Financial Literacy – Three documents you should know

Too often, business owner’s eyes glaze over as soon as Financial Statements are presented.

Everybody running a business or being on the board of an organization should know at least these three reports and know why they are used.

Balance Sheet:

In accounting, we consider these accounts as permanent. They don’t reset by the end of the year and carry information of all things an organization owns (assets) and owes (liabilities). The balance sheet is generated as of a particular date. It shows the financial position at this moment in time. All your assets must equal all your liabilities/equity.

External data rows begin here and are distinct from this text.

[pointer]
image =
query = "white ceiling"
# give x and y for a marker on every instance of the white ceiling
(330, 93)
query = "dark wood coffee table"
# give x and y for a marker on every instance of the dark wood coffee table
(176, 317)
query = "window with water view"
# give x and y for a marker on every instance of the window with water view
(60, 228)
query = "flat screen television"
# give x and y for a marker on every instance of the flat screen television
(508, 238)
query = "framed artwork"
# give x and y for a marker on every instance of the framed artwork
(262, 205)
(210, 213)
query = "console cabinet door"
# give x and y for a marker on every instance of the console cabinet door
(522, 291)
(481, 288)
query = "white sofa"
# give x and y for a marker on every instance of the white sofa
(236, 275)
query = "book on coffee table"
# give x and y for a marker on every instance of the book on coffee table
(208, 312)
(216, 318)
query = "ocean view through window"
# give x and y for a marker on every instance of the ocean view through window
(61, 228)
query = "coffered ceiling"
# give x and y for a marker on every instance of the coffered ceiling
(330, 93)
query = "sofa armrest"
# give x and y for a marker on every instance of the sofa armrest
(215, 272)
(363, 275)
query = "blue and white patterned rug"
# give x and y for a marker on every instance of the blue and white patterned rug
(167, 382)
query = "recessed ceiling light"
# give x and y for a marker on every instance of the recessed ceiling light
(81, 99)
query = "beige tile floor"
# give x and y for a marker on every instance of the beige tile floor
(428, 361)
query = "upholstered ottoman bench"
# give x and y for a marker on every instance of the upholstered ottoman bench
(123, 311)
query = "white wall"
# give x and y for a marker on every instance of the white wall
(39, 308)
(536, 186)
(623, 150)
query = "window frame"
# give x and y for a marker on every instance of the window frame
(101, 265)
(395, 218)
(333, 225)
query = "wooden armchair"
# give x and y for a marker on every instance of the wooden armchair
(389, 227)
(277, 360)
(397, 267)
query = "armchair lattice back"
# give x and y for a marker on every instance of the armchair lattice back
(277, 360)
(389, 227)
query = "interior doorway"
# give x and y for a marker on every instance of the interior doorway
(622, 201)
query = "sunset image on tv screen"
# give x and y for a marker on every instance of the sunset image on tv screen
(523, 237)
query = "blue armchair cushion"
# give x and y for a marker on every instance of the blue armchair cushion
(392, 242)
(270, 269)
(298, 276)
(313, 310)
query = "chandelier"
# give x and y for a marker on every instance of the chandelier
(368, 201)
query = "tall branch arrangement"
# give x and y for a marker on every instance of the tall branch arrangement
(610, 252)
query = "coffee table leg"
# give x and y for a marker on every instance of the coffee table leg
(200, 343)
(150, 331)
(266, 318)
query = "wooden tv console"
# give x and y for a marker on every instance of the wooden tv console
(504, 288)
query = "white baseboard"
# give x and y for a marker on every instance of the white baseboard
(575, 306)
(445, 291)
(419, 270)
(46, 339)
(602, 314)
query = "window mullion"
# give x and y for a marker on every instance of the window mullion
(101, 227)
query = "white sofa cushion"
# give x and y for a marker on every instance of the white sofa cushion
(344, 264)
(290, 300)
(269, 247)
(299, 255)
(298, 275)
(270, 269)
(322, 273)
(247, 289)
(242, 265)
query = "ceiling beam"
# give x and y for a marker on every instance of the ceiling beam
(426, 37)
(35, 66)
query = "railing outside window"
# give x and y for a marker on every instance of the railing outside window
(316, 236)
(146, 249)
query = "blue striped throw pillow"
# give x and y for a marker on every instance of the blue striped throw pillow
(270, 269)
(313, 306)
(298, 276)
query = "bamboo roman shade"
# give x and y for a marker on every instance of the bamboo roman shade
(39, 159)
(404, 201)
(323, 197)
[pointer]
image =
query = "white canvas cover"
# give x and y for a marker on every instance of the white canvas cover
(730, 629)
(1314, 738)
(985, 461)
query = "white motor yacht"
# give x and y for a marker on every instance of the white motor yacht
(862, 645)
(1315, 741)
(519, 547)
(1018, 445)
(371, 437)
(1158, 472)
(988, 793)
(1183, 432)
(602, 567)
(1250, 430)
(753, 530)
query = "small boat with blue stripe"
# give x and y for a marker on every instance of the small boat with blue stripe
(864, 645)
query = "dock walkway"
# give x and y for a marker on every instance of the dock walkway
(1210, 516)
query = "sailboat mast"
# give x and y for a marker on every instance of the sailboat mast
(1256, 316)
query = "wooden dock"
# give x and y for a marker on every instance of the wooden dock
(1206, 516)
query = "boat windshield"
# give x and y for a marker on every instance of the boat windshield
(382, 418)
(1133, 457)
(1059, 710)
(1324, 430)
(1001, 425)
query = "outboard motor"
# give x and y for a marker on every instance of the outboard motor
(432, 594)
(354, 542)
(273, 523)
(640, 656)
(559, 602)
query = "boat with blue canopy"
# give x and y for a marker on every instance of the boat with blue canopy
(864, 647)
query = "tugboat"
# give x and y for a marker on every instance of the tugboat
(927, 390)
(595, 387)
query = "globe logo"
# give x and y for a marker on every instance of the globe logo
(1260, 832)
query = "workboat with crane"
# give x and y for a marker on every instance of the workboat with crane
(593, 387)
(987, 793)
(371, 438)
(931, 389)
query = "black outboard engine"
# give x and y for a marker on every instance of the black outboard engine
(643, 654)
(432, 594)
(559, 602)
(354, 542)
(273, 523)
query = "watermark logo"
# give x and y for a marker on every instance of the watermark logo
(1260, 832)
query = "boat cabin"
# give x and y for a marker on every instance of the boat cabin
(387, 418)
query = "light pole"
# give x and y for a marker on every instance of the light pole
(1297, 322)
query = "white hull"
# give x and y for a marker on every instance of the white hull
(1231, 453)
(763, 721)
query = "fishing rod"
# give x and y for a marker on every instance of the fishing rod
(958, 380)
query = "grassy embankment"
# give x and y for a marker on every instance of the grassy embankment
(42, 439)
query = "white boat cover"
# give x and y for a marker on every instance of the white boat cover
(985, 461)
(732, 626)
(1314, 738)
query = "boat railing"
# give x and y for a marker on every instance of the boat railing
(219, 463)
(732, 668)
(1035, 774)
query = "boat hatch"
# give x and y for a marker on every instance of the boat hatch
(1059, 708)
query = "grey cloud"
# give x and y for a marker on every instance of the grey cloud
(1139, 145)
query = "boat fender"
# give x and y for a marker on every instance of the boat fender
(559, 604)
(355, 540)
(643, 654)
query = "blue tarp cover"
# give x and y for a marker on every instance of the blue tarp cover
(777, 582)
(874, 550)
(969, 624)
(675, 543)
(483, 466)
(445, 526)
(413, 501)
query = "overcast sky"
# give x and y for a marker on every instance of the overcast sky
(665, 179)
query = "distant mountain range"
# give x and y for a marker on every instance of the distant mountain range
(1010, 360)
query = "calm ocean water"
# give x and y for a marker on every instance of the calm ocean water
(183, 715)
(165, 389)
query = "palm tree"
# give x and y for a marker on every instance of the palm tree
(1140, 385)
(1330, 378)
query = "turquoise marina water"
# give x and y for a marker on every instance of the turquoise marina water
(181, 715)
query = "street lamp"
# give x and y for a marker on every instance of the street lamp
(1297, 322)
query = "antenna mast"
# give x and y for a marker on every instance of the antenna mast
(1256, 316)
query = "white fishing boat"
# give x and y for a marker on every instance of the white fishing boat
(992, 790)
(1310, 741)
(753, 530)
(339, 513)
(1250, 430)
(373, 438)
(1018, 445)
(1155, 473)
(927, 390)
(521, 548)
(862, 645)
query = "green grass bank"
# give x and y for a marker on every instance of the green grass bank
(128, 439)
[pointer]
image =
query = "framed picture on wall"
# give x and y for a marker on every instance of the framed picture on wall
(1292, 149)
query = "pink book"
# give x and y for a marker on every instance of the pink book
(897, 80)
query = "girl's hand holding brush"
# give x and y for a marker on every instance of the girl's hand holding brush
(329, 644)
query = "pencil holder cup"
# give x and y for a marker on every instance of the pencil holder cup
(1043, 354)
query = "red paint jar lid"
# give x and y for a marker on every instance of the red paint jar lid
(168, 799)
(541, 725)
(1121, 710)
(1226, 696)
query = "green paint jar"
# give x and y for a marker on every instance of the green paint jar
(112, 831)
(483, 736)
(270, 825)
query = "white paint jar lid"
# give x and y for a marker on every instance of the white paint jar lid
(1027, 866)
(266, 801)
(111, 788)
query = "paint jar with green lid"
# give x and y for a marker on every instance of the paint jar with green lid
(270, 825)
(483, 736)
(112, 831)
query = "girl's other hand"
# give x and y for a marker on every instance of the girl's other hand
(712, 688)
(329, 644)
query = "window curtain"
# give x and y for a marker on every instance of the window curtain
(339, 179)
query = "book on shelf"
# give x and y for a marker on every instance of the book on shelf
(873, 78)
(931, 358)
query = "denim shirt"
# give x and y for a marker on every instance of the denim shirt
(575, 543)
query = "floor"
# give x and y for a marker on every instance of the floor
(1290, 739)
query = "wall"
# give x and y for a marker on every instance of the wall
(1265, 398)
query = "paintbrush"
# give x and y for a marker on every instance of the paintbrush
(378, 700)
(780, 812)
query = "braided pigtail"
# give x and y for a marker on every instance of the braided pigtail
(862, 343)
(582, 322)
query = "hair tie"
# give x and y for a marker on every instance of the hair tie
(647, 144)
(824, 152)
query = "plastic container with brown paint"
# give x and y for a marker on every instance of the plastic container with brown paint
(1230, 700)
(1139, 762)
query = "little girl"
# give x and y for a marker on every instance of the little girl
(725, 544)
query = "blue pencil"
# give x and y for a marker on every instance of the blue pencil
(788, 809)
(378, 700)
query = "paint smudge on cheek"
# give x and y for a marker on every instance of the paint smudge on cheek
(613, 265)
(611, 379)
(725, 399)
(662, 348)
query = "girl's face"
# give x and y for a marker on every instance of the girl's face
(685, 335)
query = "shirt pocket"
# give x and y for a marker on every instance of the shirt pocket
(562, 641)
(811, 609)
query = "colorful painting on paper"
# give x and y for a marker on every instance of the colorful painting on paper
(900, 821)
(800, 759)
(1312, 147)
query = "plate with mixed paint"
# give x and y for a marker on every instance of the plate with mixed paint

Income Statement (also known as Profit & Loss):

This document sums all your expenses and all your income sources. This statement dates a range of dates. For example, from January 1st to March 31st. These accounts reset every accounting period and start over at the beginning of your fiscal (accounting) year. The Income Statement tells the reader how much money was spent on a variety of expenses. It also tells the reader how much your organization has received in funding. An Income Statement is often combined with a budget. This way the reader can compare the actual spending to what was budged for the same period.

Statement of cash flows:

In many cases, this document shows the reader the cash position of the organization. This document can be a mix of both – Income Statement and Balance Sheet. Personally, I think it’s the most useful for executives to work with. Most people operate their finances by how much money they spend and how much the still have. This document will show you how much cash you have and how it was spent.

This post is just a brief overview. Each statement has much more to information, and I will explain details later.